SAN BERNARDINO, Calif.—Upset with low pay and plagued by dangerous indoor heat levels which Amazon refuses to solve, more than 125 workers at its key San Bernardino, Calif., 24/7 warehouse walked off the job on August 17.
The walkout followed a petition to Amazon management, signed by almost 900 workers—a majority–demanding a $5 an hour raise in base pay, to $22, and, more importantly, something more than just one “cool room” inside the KSBD warehouse, where high heat is a danger in the desert-surrounded facility.
That day, on the other side of the U.S., the grass-roots, independent Amazon Labor Union filed a National Labor Relations Board union recognition election petition covering 400 workers at Amazon’s ALB1 warehouse on U.S. 9 in Castleton-on-Hudson, N.Y., south of the state capital, Albany. The petition covers warehouse workers, not truckers, temps or others.
ALU already has one win against the monster firm, which now employs more than half a million people in the U.S., and its owner, Jeff Bezos, one of the nation’s three richest men.
ALU won decisively at Amazon’s JFK1 warehouse in Staten Island, but Amazon challenged the vote. It alleges the NLRB’s Brooklyn, N.Y., regional office illegally “tilted” the election in the union’s favor. ALU lost at a smaller Staten Island warehouse. It states company labor law-breaking skewed those results. The challenges were combined in a hearing at the NLRB regional office in Phoenix.
The California activism is important because the San Bernardino facility is one of only three Amazon “air hubs” in the U.S. and it handles, right now, 14 flights a day, shipping goods in and out around the country. Amazon wants to double that number. Meanwhile, its workers suffer.
“We work at KSBD, @amazon’s air hub in San Bernardino, where temperatures soar above 95°. Over 800 of us signed a petition for higher pay, safer working conditions, and an end to retaliation for speaking up. Amazon refused, so today we walked out,” tweeted the group, @ieamazonworkers.
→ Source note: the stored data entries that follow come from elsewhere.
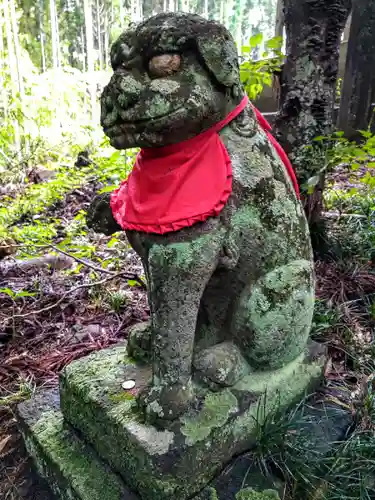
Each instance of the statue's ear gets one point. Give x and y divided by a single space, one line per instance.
219 54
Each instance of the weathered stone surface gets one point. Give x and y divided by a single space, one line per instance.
54 451
72 468
242 282
178 461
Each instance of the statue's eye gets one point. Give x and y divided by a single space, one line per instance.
164 65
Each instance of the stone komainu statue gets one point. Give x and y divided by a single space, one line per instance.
211 210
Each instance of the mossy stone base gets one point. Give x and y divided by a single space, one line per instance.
179 461
74 471
72 468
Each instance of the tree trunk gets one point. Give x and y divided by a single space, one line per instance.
279 25
54 35
205 14
90 54
106 41
308 86
99 34
359 80
4 96
17 51
42 35
13 74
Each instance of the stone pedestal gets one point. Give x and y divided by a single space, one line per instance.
97 446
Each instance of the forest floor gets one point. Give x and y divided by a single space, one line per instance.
59 308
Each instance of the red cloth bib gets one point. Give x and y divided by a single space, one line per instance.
173 187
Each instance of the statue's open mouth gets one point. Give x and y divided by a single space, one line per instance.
113 130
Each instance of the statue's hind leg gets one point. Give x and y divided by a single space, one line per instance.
273 318
270 326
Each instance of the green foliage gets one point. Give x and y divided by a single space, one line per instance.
26 387
117 301
250 494
256 74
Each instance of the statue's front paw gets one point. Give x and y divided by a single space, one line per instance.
166 402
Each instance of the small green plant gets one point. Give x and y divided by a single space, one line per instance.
26 388
250 494
255 75
116 301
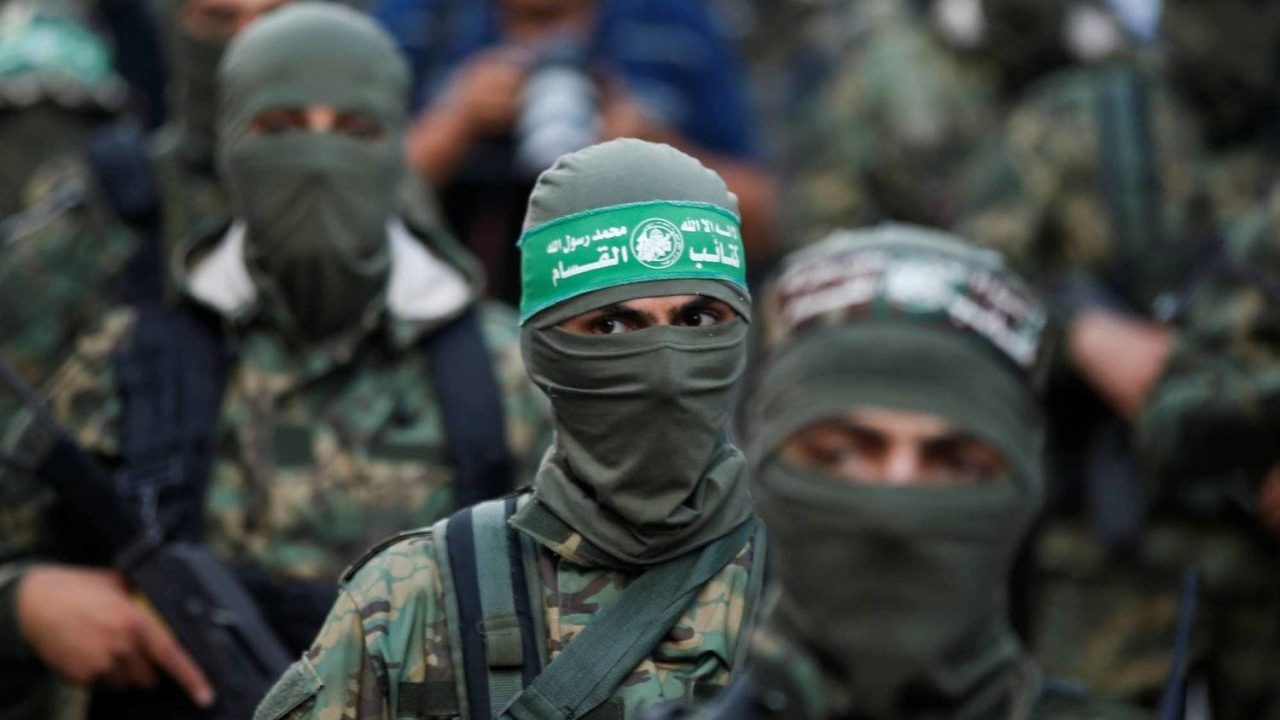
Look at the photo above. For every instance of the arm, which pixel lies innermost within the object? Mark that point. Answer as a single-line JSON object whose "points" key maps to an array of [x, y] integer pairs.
{"points": [[1120, 356], [385, 633]]}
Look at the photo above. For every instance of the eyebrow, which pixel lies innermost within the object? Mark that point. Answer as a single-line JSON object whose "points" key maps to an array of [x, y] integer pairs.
{"points": [[622, 313], [699, 302]]}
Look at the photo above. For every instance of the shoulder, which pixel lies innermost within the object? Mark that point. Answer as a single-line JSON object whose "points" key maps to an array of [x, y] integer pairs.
{"points": [[499, 326], [398, 556], [1063, 701]]}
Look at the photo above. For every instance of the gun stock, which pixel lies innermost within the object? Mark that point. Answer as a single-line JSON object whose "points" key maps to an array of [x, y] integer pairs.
{"points": [[205, 606]]}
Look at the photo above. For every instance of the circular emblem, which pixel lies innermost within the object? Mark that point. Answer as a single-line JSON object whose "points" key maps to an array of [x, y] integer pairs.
{"points": [[657, 244]]}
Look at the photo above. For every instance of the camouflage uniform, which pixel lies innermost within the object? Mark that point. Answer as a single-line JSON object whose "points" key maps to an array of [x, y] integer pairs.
{"points": [[891, 135], [1208, 433], [385, 652], [320, 452], [887, 139], [56, 83], [1105, 607]]}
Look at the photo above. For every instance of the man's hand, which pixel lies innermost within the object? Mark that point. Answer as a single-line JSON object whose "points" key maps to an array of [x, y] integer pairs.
{"points": [[83, 624], [1120, 356], [488, 91], [1269, 500]]}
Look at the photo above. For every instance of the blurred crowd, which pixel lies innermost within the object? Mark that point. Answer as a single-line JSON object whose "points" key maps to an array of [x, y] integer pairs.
{"points": [[273, 285]]}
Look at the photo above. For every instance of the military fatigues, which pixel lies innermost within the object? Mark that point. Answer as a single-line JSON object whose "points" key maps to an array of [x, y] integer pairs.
{"points": [[1210, 431], [385, 648], [888, 137], [320, 454], [1063, 205], [56, 85]]}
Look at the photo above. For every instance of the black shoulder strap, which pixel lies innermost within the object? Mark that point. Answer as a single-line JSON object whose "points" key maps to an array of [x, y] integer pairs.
{"points": [[170, 374], [120, 159], [475, 427], [603, 655], [494, 616]]}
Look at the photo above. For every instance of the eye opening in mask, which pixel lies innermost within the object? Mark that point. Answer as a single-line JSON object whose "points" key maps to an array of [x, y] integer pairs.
{"points": [[894, 447], [638, 314], [318, 119]]}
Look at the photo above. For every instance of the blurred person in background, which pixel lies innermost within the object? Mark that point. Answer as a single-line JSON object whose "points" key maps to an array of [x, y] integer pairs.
{"points": [[1208, 436], [506, 86], [1111, 188], [95, 226], [58, 82], [298, 401], [895, 434], [629, 575], [920, 85]]}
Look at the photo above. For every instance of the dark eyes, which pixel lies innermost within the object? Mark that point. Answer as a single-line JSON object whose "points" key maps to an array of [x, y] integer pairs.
{"points": [[611, 326], [698, 317], [685, 318], [353, 124]]}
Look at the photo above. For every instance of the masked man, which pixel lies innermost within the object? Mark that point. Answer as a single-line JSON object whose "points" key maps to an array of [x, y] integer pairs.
{"points": [[895, 438], [629, 574], [328, 378]]}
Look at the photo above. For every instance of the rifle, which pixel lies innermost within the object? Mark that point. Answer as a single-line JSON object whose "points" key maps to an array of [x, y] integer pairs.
{"points": [[1173, 701], [197, 597]]}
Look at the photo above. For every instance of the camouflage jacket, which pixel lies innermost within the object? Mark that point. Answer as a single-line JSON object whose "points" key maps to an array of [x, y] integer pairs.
{"points": [[1097, 172], [888, 139], [64, 258], [320, 452], [1215, 410], [385, 650]]}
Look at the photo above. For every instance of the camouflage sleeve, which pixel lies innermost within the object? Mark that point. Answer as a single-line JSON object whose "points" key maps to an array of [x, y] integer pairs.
{"points": [[383, 652], [529, 428], [1013, 178], [1216, 406], [81, 395]]}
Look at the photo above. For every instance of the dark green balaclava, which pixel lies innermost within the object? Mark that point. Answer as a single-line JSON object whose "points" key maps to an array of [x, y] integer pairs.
{"points": [[899, 593], [640, 466], [193, 62], [315, 205]]}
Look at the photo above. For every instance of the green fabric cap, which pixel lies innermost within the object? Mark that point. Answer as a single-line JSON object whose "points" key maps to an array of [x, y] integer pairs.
{"points": [[912, 277], [900, 591], [624, 183], [641, 465], [289, 58], [315, 204], [626, 244]]}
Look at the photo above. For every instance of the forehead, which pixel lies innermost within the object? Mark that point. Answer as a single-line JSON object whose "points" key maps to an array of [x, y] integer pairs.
{"points": [[236, 5], [892, 422]]}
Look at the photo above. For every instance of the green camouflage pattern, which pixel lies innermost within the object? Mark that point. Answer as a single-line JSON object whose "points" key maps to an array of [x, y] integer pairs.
{"points": [[1041, 194], [1102, 619], [888, 139], [388, 636], [1208, 433], [63, 255], [320, 456]]}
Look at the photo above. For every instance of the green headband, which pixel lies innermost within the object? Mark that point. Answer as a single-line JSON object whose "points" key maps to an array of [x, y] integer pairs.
{"points": [[629, 244]]}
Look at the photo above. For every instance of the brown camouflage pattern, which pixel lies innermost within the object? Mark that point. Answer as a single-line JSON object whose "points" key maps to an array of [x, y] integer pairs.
{"points": [[389, 630]]}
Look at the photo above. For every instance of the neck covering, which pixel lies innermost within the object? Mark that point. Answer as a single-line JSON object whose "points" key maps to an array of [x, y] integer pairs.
{"points": [[899, 592], [641, 466], [316, 205]]}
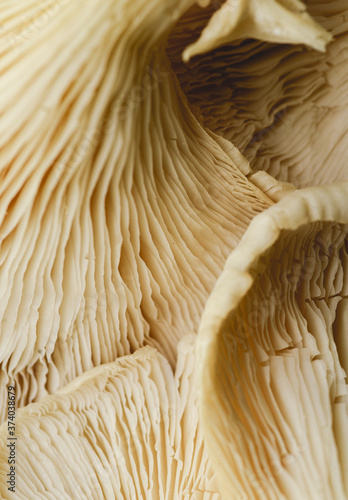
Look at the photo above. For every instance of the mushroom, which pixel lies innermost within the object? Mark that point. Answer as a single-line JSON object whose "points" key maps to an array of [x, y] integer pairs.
{"points": [[117, 209], [272, 354], [283, 106], [127, 429]]}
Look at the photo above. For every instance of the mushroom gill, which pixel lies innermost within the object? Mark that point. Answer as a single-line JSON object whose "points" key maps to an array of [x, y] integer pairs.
{"points": [[117, 209], [125, 430], [284, 106], [272, 354]]}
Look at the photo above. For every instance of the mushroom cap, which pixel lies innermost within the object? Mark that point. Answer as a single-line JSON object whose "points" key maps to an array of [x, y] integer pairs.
{"points": [[128, 429], [117, 209], [284, 106], [272, 354]]}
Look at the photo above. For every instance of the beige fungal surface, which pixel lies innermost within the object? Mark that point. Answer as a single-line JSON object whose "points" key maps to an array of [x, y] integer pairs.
{"points": [[284, 106], [141, 142], [117, 209], [128, 429], [272, 351]]}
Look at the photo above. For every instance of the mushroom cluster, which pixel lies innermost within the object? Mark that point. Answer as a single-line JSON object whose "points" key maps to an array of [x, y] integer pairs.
{"points": [[173, 279]]}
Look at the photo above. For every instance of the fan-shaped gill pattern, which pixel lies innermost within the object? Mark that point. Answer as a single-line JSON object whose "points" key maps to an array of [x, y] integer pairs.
{"points": [[283, 106], [128, 429], [272, 352], [117, 210]]}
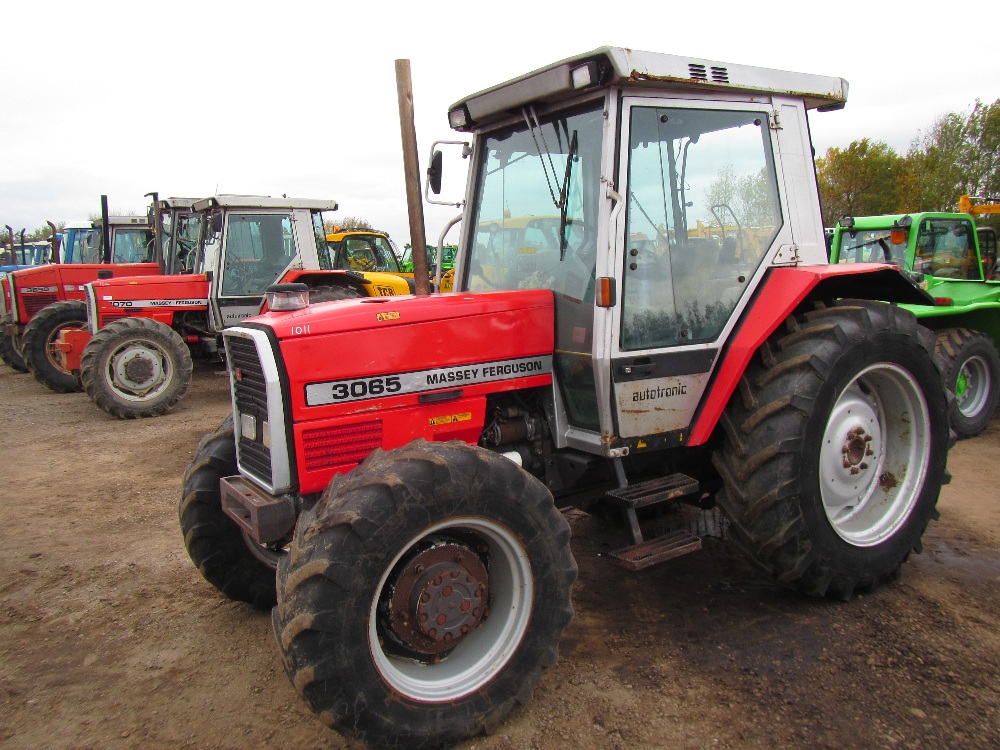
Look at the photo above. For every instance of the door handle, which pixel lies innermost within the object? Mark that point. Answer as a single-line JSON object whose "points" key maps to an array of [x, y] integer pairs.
{"points": [[637, 369]]}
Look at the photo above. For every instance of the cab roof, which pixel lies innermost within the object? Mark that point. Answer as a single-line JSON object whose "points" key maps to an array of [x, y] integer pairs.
{"points": [[262, 201], [605, 67]]}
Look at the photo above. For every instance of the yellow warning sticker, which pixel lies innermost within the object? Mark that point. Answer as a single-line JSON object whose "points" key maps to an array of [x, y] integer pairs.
{"points": [[450, 419]]}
So far Amazon has neither replied to the petition nor acknowledged the demands from Inland Empire Amazon Workers United. Aided by Ontario, Calif.-based Western Workers Resource Center, the workers are also investigating unionization in San Bernardino.
And that center also helped their cause by publicizing a Strategic Organizing Center report earlier this year, The Injury Machine. It showed Amazon’s company-wide job injury rate reported to the Occupational Safety Administration over the last five years was 7.4 serious injuries per 100,000 workers, compared to a warehouse industry average of 4/100,000.
“KSBD opened in March 2021 amidst community concern and opposition about job quality and air pollution,” the worker center added.
“Amazon promised quality jobs, but has failed to deliver. Since the opening, workers have organized in response to low pay, illness-inducing heat, and brutal working conditions. In addition to a new rest area, workers have also won an increase in pay for night shifts.
“These Amazon workers are leading a local movement to demand higher standards from Amazon, the region’s and California’s largest private sector employer.”
“Working in the heat feels like you are suffocating.. You need to take breaks and you can overheat really easily. They don’t make it easy to take breaks to allow your body to cool down,” Amazon warehouse worker Melissa Ojeda told the worker center. Added worker Anna Ortega: “We are walking off the job to improve working conditions at Amazon and protect ourselves from injury and retaliation.”
The Injury Machine report says Amazon’s “crushing work pace, punitive surveillance and prevalence of robotics technology only heightens pressure on workers and fuels the nation’s second-largest private employer’s alarming injury rates, despite Amazon executives’ promises to improve safety at its warehouses.”
“Amazon’s back-breaking work pace is only getting worse,” said Eric Frumin, Director of Health and Safety at the Strategic Organizing Center. “The very same year that Amazon promised to address worker safety, injury rates shot up 20%, facilities with robotic technology became more dangerous.
“And Amazon spent millions of dollars to mislead the public about the reality in their warehouses. The company’s obsession with speed is crushing tens of thousands of workers each year, and Amazon seems to have no plan to stop.”